ABSTRACT

Silent and sad, Althea proceeded on the way to Capelstoke. Her road lay along the coast of Devonshire and Dorsetshire, and through a country various and rich; but Althea heeded it not. Every object that had once attracted her attention was now passed by unregarded. She saw nothing but the figure of the friend she deplored; she heard nothing but her last accents.
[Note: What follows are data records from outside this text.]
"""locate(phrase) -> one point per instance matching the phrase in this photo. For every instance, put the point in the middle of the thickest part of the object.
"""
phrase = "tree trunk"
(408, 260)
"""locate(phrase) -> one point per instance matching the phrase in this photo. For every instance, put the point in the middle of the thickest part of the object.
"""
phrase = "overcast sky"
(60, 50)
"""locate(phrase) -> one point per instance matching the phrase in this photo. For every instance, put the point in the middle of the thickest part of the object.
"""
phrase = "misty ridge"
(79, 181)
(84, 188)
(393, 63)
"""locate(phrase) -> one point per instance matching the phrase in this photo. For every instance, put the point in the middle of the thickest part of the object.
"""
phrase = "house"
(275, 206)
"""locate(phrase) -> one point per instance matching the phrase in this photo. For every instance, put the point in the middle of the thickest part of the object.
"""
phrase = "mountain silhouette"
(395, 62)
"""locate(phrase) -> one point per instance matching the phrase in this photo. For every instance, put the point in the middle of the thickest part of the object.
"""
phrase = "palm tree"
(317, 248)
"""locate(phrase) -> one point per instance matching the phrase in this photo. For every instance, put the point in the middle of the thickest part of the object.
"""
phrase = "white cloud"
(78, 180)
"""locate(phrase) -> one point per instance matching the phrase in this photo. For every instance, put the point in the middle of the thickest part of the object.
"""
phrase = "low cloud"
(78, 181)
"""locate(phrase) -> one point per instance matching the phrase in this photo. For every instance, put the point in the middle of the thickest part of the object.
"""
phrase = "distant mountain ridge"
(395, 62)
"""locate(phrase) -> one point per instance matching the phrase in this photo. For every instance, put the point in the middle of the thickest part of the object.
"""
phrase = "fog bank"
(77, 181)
If, calling off her mind a moment from this theme of hopeless regret, she carried it forward to the future, the cold and repulsive looks of Lady Dacres, and the constrained kindness of Sir Audley, were before her. In a family where she knew the mistress of it considered her as an unwelcome addition, how little of real affection and of soothing friendship had she to expect! – Her spirits, agitated by these reflections, sunk in proportion as her journey shortened – and when the chaise drove through the new-built Lodge, about half a mile from the house, she was so totally depressed, that, notwithstanding all her endeavours, she was hardly able, when it arrived at the door of the house, to get out, and follow the footman into a parlour. – The man, as if he neither knew her, nor had received any orders for her reception, asked if her baggage was to be taken from the chaise; then ordering the postillion to drive round to the side of the offices, he went away. Mrs. Midgely, Lady Dacres’s woman, a person of infinite delicacy, had already left her, on pretence of being greatly fatigued.